Moreover, Flynn says that the sales growth was higher than the prescription growth, which "indicates that many products may have been oversold to wholesalers during the quarter."

Pfizer's reduced its earnings guidance for the year. It now expects to earn $1.95 to $2 a share for 1998. The First Call consensus for 1999 is $2.60. Flynn and Merrill Lynch expect the company to earn $2.50 a share. Flynn cut his five-year growth rate to 18% from 20%. Still gonna pay 46 times 1998 earnings? Apparently the market is -- for now.

The stock rose 8 1/2 to close at 96 on heavy volume, though it rose only 1/4 above its New York close yesterday. The stock closed at 95 3/4 yesterday before Pfizer reported weak earnings and aftermarket selling dropped the shares to 87 1/2.

One money manager who is long the stock emails that, "Fourth quarter should be big due to Viagra Europe launches, big [cholesterol-lowering drug] Lipitor numbers, sequentially flattish SG&A since the new sales force is pretty much in place. Plus, company is buying back stock like crazy, I would think."
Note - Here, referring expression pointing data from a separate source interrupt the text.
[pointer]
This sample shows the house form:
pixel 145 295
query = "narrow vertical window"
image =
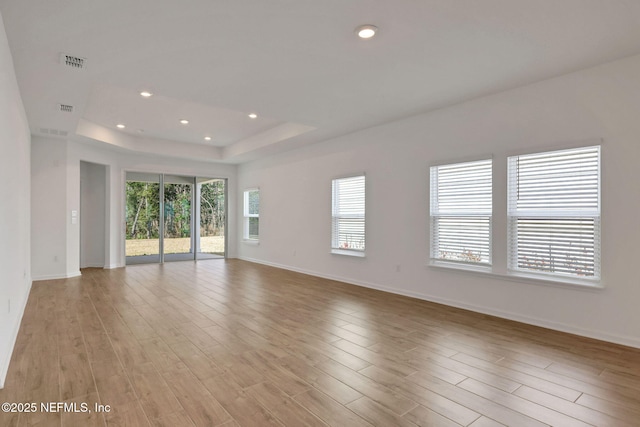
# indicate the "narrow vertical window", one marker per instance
pixel 252 214
pixel 460 212
pixel 348 215
pixel 554 213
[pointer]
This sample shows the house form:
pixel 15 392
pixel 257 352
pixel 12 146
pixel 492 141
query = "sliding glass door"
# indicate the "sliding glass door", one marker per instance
pixel 142 216
pixel 178 225
pixel 212 218
pixel 174 218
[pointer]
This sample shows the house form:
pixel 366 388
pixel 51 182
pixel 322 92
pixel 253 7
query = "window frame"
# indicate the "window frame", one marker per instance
pixel 436 214
pixel 247 216
pixel 595 214
pixel 335 216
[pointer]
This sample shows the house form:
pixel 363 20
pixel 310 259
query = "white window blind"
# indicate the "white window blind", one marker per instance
pixel 554 212
pixel 461 208
pixel 348 213
pixel 252 214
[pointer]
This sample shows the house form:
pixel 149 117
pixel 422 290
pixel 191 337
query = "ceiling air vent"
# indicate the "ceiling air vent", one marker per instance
pixel 55 132
pixel 66 108
pixel 73 61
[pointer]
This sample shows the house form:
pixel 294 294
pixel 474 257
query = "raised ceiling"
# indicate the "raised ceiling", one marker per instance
pixel 296 63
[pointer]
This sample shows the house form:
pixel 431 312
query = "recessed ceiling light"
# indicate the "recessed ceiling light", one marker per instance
pixel 366 31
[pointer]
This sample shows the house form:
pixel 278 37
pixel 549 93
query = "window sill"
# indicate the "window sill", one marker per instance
pixel 357 254
pixel 535 279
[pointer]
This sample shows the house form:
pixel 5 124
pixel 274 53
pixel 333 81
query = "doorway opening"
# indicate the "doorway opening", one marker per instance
pixel 174 218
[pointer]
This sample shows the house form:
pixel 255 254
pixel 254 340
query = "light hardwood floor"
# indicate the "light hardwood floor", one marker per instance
pixel 232 343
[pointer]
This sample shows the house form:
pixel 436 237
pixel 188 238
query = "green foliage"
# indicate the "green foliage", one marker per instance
pixel 143 209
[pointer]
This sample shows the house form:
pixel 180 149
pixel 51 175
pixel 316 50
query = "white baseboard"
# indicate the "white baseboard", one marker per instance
pixel 557 326
pixel 57 276
pixel 93 265
pixel 4 363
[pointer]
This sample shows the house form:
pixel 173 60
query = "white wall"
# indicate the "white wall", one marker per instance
pixel 48 212
pixel 92 215
pixel 15 277
pixel 56 180
pixel 599 103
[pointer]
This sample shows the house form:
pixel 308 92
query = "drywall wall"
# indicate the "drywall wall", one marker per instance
pixel 598 104
pixel 57 170
pixel 15 265
pixel 92 215
pixel 48 214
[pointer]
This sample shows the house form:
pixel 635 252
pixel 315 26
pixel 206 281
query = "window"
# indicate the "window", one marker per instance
pixel 554 213
pixel 348 225
pixel 460 214
pixel 251 214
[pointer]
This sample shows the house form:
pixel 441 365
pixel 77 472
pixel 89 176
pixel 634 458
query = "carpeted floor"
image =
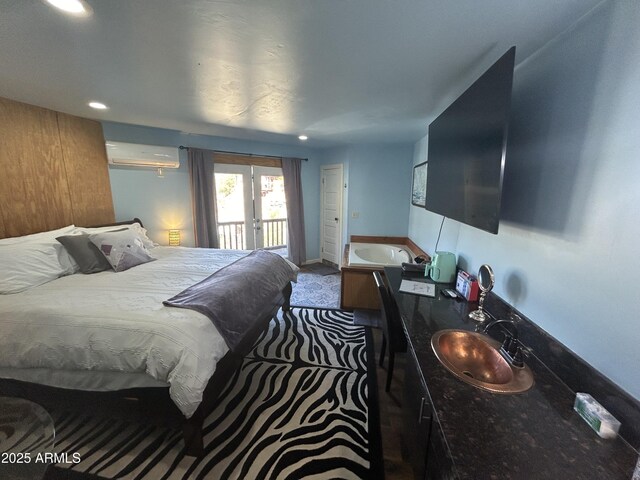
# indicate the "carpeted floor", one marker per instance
pixel 303 405
pixel 316 289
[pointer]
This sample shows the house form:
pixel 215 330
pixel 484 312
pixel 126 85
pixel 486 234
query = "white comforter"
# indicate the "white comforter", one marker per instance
pixel 115 322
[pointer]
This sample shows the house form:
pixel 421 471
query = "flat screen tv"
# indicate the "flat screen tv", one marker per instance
pixel 467 150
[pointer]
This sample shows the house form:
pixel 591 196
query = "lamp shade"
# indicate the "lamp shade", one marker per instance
pixel 174 238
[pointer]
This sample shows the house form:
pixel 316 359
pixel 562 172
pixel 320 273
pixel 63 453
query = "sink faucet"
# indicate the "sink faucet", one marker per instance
pixel 510 348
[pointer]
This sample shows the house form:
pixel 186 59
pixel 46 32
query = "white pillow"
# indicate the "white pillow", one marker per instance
pixel 37 237
pixel 29 264
pixel 134 227
pixel 123 249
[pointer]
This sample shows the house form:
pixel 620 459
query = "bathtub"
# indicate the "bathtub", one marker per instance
pixel 377 255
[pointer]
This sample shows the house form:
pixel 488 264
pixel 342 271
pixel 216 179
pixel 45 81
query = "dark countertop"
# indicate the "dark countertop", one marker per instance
pixel 535 434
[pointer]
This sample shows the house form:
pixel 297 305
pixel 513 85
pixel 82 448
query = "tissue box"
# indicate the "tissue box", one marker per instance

A West Coast short-seller rebuts, "Of the $141 million in Q3 [Viagra] sales, PFE management disclosed that $26 million to Europe. That means domestic down to $115 million. If first quarter domestic was $300 million and second quarter was $115 million, doesn't this signal a downward spiral that is going to see fourth quarter under third quarter (given the continued drop in Rx)? Even if it stabilizes at current levels, the $3 billion to $4 billion numbers for Viagra have to be cut drastically because there is nothing to drive further usage domestically and internationally currency devaluation/current product availability will put a lid on sales. I'd be willing to bet the Viagra sales in Q4 come in under $200 million.

"By the way, I don't buy the story of that the cost of the Celebra sales force was totally built into Q3. Expect further SG&A costs in Q4."